With a 4-cylinder engine, one would expect good fuel economy, wouldn’t one? This test was done during some lingering cold days of winter, and the Ranger was used mostly in urban situations, with some highway driving. Consequently, according to calculations at the pump, it yielded an average of 14.3L/100 km while the on-board computer indicated 13.3L in the instrument panel.
The base price of a Ranger XL is $33,069, while the Ranger 4 x4 Crew Cab starts at $42,289. Add to that a $100 excise tax (for the A/C, believe it or not), $550 for the Hot Pepper red paint, $3,000 for the Lariat trim, $1,400 for the FX4 off-road package with electronic-lock 3.73 rear differential, $150 for the mud guards, $ 170 for the floor liner, $700 for the running boards, $600 for the trailer tow package, $500 for the Sport appearance package, $600 for the bedliner and $1,800 for destination and delivery, and the total invoice comes to $51,859…plus tax!

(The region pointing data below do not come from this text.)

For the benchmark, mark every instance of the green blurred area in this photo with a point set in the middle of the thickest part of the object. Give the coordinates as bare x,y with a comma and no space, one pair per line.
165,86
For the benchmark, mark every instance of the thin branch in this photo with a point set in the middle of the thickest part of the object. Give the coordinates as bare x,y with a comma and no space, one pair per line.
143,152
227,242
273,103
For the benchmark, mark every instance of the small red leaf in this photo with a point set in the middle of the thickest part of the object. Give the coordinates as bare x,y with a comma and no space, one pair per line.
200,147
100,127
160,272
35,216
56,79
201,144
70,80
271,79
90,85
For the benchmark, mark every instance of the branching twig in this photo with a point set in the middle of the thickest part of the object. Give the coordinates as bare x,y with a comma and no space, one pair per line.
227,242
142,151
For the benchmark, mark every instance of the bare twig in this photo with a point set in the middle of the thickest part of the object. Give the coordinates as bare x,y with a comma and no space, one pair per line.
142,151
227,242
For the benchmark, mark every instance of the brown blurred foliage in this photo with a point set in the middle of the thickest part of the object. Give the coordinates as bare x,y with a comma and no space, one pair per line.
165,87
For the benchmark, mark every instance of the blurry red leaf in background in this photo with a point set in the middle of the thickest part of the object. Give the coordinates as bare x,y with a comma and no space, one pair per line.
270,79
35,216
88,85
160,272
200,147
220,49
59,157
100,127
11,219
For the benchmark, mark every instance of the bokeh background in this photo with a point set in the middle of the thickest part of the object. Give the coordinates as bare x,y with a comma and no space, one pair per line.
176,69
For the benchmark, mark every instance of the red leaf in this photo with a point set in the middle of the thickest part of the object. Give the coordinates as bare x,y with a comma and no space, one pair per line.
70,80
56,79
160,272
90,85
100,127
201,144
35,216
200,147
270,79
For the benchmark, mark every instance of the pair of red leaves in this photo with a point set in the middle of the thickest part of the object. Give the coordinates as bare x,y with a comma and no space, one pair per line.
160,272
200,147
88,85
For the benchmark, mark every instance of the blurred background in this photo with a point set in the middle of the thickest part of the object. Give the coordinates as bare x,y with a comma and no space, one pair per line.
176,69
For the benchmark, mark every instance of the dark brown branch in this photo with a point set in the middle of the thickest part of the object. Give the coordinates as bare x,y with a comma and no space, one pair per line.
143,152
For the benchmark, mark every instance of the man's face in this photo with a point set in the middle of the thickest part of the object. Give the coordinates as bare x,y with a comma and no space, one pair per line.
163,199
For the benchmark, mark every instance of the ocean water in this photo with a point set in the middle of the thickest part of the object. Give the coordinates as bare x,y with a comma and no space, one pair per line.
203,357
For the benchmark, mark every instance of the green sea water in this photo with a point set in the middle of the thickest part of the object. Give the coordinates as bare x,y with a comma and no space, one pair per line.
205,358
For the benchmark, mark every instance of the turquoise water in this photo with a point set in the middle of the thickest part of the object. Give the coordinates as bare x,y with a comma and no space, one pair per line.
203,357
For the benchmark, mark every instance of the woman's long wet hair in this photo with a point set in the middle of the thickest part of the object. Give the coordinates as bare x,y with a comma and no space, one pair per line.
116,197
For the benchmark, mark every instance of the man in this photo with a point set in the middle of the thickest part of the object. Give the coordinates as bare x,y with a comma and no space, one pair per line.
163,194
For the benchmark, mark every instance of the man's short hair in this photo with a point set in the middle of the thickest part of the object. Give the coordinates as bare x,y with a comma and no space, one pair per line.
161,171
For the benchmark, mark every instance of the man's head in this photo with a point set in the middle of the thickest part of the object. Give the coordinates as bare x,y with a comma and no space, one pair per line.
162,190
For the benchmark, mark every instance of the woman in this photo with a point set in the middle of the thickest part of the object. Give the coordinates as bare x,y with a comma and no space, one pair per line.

As mentioned earlier, this comes mainly from Toyota and its Tacoma, Nissan and its Frontier, GM and its Chevrolet Colorado and GMC Canyon and probably a little bit from Honda and its Ridgeline and soon Jeep with its upcoming Gladiator.
All are about in the same price range but few are as comfortable with the same capabilities. And what if Ford would offer the Raptor version of the Ranger like it does elsewhere in the world?